The linebackers do much of the damage, bottling up running backs, a group that includes Paddy Fisher, the junior middle linebacker who is one of the team’s four captains.
Fisher is the second-leading tackler for the Wildcats with 38 through five games, and the 6-foot-4 standout has been disruptive, breaking up three passes, forcing two fumbles and intercepting a pass.
He was also second on the team in tackles last season and was the leader in tackles when he made his debut as a redshirt freshman in 2017.
Beyond Fisher's statistical production, Day remarked that he "is the guy in the middle" that "keeps everything going."
Fisher had 11 tackles when the teams met in the Big Ten championship game last season, when he was an all-conference selection.

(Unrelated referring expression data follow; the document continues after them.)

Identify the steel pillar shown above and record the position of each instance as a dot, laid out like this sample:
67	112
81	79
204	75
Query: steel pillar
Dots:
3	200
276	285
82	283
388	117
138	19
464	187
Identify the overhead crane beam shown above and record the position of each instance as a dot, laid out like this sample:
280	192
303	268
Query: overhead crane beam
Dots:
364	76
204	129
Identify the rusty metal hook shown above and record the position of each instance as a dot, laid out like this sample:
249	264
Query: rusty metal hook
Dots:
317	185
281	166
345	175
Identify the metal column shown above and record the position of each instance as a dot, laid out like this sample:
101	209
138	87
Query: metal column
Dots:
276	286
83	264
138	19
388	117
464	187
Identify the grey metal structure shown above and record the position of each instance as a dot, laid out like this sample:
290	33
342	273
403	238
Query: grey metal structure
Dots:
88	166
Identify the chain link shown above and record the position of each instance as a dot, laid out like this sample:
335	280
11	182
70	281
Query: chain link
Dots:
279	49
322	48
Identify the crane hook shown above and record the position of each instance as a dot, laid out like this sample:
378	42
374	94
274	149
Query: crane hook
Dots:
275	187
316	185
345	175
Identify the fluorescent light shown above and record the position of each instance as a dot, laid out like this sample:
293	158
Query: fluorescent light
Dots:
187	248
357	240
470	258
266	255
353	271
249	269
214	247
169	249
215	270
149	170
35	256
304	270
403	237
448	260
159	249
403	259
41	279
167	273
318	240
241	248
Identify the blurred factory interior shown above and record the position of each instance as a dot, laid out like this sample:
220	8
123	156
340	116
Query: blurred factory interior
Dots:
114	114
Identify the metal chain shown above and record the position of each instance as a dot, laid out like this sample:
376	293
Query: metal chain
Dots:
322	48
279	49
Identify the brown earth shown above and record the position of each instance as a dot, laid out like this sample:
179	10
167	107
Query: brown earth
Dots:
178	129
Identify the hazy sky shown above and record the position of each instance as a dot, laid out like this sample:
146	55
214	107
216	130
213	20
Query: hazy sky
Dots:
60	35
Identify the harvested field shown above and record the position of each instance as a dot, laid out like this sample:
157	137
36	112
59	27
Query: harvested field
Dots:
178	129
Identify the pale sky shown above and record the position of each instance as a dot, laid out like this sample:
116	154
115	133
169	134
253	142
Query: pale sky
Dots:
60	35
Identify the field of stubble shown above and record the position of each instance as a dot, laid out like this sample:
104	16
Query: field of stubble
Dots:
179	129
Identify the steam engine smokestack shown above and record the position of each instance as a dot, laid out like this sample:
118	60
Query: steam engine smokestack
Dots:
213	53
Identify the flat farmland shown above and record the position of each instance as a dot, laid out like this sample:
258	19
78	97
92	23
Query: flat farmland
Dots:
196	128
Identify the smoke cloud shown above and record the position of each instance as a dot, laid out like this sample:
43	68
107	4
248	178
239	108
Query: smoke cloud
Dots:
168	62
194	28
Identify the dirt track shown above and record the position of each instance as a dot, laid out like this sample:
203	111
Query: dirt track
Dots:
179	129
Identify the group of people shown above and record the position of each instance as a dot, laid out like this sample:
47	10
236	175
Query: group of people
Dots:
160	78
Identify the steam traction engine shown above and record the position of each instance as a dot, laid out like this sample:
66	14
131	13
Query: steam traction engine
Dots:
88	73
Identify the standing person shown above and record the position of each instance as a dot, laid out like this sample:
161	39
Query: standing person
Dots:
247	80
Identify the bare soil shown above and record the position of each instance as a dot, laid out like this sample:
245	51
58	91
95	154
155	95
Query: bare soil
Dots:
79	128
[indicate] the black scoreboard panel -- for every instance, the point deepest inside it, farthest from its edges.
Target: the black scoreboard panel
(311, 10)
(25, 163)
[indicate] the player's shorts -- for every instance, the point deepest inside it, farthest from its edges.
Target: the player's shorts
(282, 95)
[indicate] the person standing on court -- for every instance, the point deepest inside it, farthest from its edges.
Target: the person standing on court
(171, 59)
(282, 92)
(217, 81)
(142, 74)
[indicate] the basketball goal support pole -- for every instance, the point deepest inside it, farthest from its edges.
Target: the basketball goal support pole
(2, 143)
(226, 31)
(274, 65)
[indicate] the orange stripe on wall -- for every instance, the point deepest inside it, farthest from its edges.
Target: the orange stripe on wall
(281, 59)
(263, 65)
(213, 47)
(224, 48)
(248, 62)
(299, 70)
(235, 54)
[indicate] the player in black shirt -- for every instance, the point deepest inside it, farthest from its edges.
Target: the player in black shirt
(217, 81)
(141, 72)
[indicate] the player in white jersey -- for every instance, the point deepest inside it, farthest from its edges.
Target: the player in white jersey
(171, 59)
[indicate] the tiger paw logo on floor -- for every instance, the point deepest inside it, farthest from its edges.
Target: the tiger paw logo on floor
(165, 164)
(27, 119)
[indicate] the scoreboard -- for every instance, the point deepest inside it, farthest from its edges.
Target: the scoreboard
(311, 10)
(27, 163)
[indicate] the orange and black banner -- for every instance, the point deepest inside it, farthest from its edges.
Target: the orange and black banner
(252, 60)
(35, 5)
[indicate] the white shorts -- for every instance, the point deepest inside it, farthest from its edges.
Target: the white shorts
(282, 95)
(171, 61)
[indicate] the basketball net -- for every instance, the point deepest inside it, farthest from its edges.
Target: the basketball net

It’s become typical for the Wildcats to feature sharp linebackers in the middle of their defense. They're led by coach Pat Fitzgerald, a former linebacker at the school during it resurgence in the 1990s. He also coached linebackers as an assistant under the late coach Randy Walker.
Day said he recognized Fitzgerald’s effect on them.
“Across the board, there's guys who have played a lot of football in that group,” Day said. “But it goes back to Pat. I mean, he is one of the more thorough coaches. He obviously played there and understands what he wants to get done, and they play that way. They're sound, and they don't give you anything.”